An Apology From The Queen
In its recent “Lifetime Contributions” series, 64 Parishes magazine recognized residents who have spent decades promoting and protecting Louisiana culture.
One of these, Warren Perrin, got an apology from the queen of England a few years back. Perrin, who the magazine calls a “longtime supporter and defender of Cajun culture,” spent a long time trying to get Queen Elizabeth II to make a formal apology for the British army’s expulsion of Acadians from Canada in the 18th century. (Many of the Acadians wound up in south Louisiana and eventually became known as Cajuns).
The queen’s apology was conveyed to Perrin in 2003. She also proclaimed July 28 an annual day of commemoration of the Acadians.
Perrin founded the nonprofit Acadian Heritage and Culture Foundation, which operates the Acadian Museum in Erath. He served as a president of the Council on the Development of French in Louisiana (CODOFIL). He endowed scholarships at the University of Louisiana-Lafayette for Vermilion Parish students who want to pursue French studies. Right now, he’s working on a bid to have UNESCO recognize certain early Acadian settlements as a “world heritage site.” By doing such things, he continues his efforts to see Cajun culture recognized at the global level.

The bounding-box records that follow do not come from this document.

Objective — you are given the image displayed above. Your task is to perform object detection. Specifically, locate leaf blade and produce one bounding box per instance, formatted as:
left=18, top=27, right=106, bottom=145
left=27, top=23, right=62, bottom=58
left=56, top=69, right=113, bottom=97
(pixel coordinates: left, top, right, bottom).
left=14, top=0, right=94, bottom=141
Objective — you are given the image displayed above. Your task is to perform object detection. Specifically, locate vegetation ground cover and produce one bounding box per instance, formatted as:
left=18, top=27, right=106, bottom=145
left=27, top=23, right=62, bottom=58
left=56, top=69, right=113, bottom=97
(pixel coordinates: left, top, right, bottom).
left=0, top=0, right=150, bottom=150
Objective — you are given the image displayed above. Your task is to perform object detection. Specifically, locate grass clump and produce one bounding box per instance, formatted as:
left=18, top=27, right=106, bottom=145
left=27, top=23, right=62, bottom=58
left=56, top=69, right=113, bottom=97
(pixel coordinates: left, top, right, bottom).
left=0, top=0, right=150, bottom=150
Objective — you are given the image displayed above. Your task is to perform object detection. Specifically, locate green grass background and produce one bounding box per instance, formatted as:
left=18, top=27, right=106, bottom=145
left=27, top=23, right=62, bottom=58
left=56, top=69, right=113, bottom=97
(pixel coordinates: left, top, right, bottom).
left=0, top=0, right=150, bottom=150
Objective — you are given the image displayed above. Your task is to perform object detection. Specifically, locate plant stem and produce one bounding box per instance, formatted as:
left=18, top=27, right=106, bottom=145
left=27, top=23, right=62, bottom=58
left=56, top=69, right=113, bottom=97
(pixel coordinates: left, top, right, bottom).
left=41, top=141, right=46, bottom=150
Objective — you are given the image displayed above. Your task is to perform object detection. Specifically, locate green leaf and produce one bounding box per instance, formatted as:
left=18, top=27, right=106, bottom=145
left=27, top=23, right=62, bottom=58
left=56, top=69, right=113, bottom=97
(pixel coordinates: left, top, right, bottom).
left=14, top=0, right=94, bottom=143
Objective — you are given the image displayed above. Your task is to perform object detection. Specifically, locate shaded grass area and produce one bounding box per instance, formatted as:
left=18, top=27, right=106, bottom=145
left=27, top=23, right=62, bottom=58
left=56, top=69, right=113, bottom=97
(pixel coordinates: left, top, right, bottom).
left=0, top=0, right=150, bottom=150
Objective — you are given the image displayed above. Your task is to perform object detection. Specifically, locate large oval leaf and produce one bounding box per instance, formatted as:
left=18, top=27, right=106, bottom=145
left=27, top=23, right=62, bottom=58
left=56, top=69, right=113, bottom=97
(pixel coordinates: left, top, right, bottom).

Also celebrated in the magazine were Bertney and Linda Langley, who are working to see to it that Coushatta tribe members remain well aware of their culture. Bertney, a member of the tribe and a traditional storyteller, and his wife Linda, a retired anthropologist, head up the Coushatta Archives, which is dedicated to preserving information about, and artifacts from, the Coushatta tribe. The Langleys also endeavor to keep these things accessible to Coushatta tribe members.
The Langleys’ ultimate goal is to have a comprehensive collection of Coushatta artifacts controlled entirely by the Coushatta tribe.
The Langleys are also involved in efforts to preserve the Coushatta language — Koasati. They create opportunities for tribal members to learn the language. Their Language Committee offers classes in which instructors teach Koasati while having students engage in cultural activities.
Laura Is Big News
Google recently announced that Hurricane Laura finished No. 6 on the search engine’s top 10 search terms of 2020.
The two subjects most frequently searched were COVID-19 and the presidential election. These two had very high spikes for a long period.
Also finishing ahead of Laura were the subjects of stimulus checks, unemployment and Iran. I’m a little surprised Iran finished ahead of Laura. Maybe I’m just not clear on why the Iran story is such a big one.
Hurricane Laura made landfall near Cameron on Aug. 27 as a Category 4 storm with 150 mph winds. It was the strongest hurricane to make landfall in Louisiana since 1856. The storm killed 77 people and caused more than $14 billion in damage.